At Liontrust, we can point to a near two-decade track record of sustainable investing. During this time, we have developed the themes that help us to identify and invest in the companies truly making the world a cleaner, safer and healthier place to live.
However, the rising popularity of sustainable investing means it is now increasingly important to identify investment greenwash in practice. This is where fund management companies talk-up sustainable credentials without the expertise or track record to back it up.

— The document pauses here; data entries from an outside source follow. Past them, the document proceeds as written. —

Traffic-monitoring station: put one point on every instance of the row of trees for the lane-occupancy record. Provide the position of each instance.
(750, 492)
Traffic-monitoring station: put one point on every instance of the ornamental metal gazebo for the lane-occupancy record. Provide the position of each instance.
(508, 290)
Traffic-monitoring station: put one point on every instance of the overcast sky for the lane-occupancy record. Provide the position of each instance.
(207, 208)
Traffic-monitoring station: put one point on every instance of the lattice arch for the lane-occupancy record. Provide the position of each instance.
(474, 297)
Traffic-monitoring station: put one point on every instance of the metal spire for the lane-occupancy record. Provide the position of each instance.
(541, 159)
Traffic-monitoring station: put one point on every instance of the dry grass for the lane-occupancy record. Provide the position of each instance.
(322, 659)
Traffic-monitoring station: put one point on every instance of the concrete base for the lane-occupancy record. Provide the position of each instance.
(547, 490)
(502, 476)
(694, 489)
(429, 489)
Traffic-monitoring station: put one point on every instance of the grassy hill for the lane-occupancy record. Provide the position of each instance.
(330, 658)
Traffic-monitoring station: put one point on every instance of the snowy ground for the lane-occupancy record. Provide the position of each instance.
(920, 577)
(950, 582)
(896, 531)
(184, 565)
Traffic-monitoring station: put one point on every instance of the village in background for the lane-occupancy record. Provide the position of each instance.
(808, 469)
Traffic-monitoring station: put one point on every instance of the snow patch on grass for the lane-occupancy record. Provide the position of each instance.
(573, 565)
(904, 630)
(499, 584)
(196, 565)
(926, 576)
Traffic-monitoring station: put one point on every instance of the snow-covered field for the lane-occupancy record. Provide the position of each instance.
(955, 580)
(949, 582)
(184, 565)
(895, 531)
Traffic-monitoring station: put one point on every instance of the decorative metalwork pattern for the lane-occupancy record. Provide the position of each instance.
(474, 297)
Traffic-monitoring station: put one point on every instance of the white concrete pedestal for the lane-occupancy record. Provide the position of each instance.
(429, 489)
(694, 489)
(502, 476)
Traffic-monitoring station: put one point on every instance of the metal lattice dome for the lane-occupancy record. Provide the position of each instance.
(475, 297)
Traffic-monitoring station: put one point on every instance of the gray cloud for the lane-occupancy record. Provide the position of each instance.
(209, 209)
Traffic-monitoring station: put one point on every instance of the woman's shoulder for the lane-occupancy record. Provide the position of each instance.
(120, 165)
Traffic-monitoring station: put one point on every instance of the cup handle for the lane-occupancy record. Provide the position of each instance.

To help, we have come up with five rules for investors to evaluate whether funds, and the teams behind them, are capable of meeting investors’ sustainable expectations.
1. Demand transparency
A genuinely sustainable fund manager should provide clear information explaining how they invest in what type of companies and how this meets sustainability goals. Be wary of meaningless ‘brochure’ comments like “sustainability is in our DNA”. If they won’t provide a full list of the fund’s investments, that is a big red flag.
2. Expect experience and resource
We believe the experience and depth of a team is important when it comes to sustainable investing. There is nothing to say a new fund will not be a good investment, and there are interesting products coming to market. But to use a simple analogy, if you need a plumber, you’re likely to choose one with experience.
3. Look for knowledge and ongoing training
Sustainable investing is a specialist area and issues like climate change are fast-moving, so investors need to be confident their chosen managers have the required knowledge to run money in this way and are staying on top of trends and developments. Again, if managers cannot display this, that represents a red flag.
4. Ask for activism
Engagement is a key part of what we call sustainable investing. We feel managers should be able to highlight a track record of holding companies to account and encouraging them to improve their practices. Managers should be able to talk in detail about their engagement priorities and voting records at company meetings. Otherwise, you might be looking at some investing greenwash.
5. Where is the evidence?
This knowledge and experience in sustainability should be applied to investment decisions, and result in meaningfully different portfolios to conventional funds. Are managers able to show how their sustainability views are reflected in their decisions and are these factors truly making a difference? Look for concrete examples.
By following these five simple rules, investors who want their investments to make a difference will be better prepared to hold their fund managers to account and avoid investment greenwash for good.